Juneteenth is celebrated on June 19th. It is the first holiday to be added to the list of federal holidays since the recognition of Rev. Dr. Martin Luther King, Jr’s birthday in 1983. It is also the oldest nationally celebrated commemoration of the ending of slavery in the United States.

The name “Juneteenth” is a blend of two words: “June” and “nineteenth.”

Juneteenth is celebrated in many ways including readings of the Emancipation Proclamation, family gatherings, cookouts and eating red-colored foods since red symbolizes sacrifice, transition, and power.

The Juneteenth flag, originally designed in 1997, is symbolic. The colors red, white, and blue echo the American flag to symbolize that the enslaved people and their descendants were Americans. The star in the middle pays homage to Texas, while the bursting "new star" on the "horizon" of the red and blue fields represents a new freedom and a new people. However, many in the Black community have adopted the Pan-African flag: red, black and green. The colors represent the blood, soil and prosperity of Africa and its people

The time period after Juneteenth is known as the “scatter,” as the formerly enslaved went in search of lost loved ones or to build a new life in other parts of the country.

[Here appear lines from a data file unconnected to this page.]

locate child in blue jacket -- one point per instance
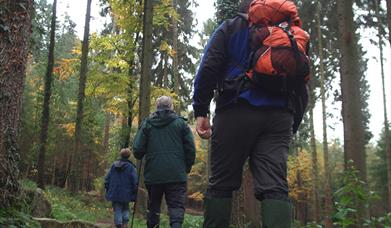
(121, 187)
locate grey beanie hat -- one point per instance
(164, 103)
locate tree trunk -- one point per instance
(175, 73)
(106, 136)
(15, 30)
(387, 151)
(165, 72)
(46, 101)
(53, 181)
(351, 106)
(389, 19)
(145, 81)
(145, 84)
(327, 186)
(76, 159)
(315, 170)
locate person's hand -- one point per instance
(203, 127)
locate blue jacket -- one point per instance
(121, 182)
(226, 57)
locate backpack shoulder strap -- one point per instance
(243, 15)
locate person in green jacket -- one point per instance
(167, 143)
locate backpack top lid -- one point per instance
(273, 12)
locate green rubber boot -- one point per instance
(276, 214)
(217, 212)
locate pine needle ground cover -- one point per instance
(67, 206)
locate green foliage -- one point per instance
(66, 206)
(384, 221)
(19, 215)
(348, 198)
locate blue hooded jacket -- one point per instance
(226, 57)
(121, 182)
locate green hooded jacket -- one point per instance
(167, 143)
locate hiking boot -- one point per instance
(217, 212)
(276, 213)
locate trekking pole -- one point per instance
(140, 163)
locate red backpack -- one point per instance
(279, 46)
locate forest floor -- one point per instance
(94, 209)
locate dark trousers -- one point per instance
(262, 135)
(175, 194)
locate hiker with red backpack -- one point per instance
(257, 63)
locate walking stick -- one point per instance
(140, 163)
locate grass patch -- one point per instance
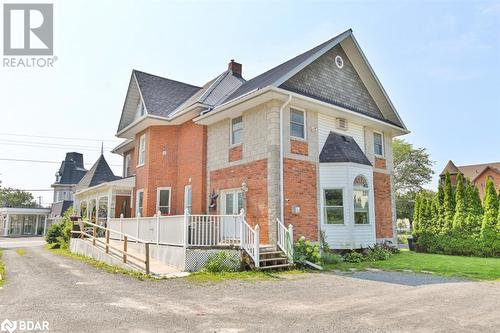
(249, 276)
(2, 270)
(99, 264)
(452, 266)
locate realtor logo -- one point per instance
(28, 29)
(8, 326)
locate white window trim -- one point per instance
(383, 144)
(290, 122)
(137, 201)
(231, 143)
(369, 189)
(324, 206)
(139, 164)
(126, 164)
(158, 189)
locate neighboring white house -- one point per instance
(23, 221)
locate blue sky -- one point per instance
(439, 61)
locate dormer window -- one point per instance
(140, 110)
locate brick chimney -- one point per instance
(235, 68)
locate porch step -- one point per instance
(276, 266)
(274, 259)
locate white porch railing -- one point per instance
(285, 239)
(191, 231)
(250, 241)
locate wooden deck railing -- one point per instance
(123, 253)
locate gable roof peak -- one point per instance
(451, 168)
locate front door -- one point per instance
(231, 204)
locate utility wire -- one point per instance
(56, 137)
(47, 143)
(42, 161)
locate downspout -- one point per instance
(282, 156)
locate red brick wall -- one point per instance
(235, 153)
(300, 189)
(480, 181)
(380, 163)
(255, 175)
(173, 155)
(299, 147)
(383, 205)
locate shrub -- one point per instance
(354, 257)
(304, 250)
(378, 252)
(59, 234)
(328, 258)
(220, 262)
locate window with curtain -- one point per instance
(360, 192)
(334, 206)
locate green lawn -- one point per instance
(2, 270)
(453, 266)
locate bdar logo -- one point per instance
(8, 326)
(28, 29)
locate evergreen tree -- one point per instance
(416, 215)
(435, 218)
(449, 204)
(488, 228)
(460, 205)
(474, 210)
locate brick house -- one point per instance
(309, 143)
(477, 173)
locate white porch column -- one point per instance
(45, 225)
(36, 224)
(7, 226)
(110, 199)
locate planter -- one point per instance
(412, 242)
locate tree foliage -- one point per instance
(412, 167)
(490, 215)
(10, 197)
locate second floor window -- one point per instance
(126, 165)
(142, 149)
(297, 124)
(378, 143)
(236, 130)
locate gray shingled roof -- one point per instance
(71, 170)
(342, 148)
(162, 96)
(98, 174)
(271, 76)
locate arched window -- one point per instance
(360, 194)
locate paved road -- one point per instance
(75, 297)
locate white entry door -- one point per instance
(231, 204)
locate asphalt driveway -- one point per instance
(75, 297)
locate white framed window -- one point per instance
(333, 206)
(378, 143)
(140, 110)
(139, 202)
(360, 200)
(298, 123)
(142, 150)
(126, 165)
(232, 202)
(236, 130)
(188, 198)
(163, 200)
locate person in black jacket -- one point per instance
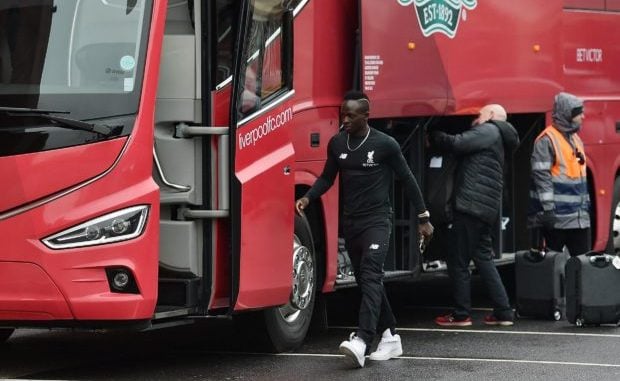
(366, 159)
(477, 198)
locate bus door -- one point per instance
(262, 158)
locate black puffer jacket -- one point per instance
(480, 178)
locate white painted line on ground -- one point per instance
(465, 330)
(512, 361)
(423, 358)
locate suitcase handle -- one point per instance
(602, 260)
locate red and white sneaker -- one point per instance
(452, 321)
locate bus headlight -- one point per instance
(118, 226)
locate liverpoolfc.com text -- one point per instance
(272, 123)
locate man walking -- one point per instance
(559, 199)
(365, 159)
(477, 197)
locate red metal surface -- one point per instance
(78, 274)
(491, 58)
(33, 176)
(267, 191)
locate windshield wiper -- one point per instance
(31, 110)
(75, 124)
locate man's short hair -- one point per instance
(362, 98)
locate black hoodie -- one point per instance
(480, 177)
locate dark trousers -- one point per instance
(577, 241)
(367, 240)
(472, 241)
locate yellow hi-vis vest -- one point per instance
(568, 172)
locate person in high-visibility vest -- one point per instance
(559, 199)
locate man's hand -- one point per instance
(547, 219)
(425, 231)
(301, 204)
(436, 137)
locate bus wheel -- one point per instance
(287, 325)
(5, 333)
(613, 244)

In 1872, four formerly enslaved men—Richard Allen, Richard Brock, Jack Yates, and Elias Dibble—raised $800 to purchase a parcel of land for Juneteenth celebrations. They named it Emancipation Park. It is still the site of celebrations in Houston, Texas, to this day.

Juneteenth celebrations nearly died out because of Jim Crow laws. It was later revived during the civil rights movement.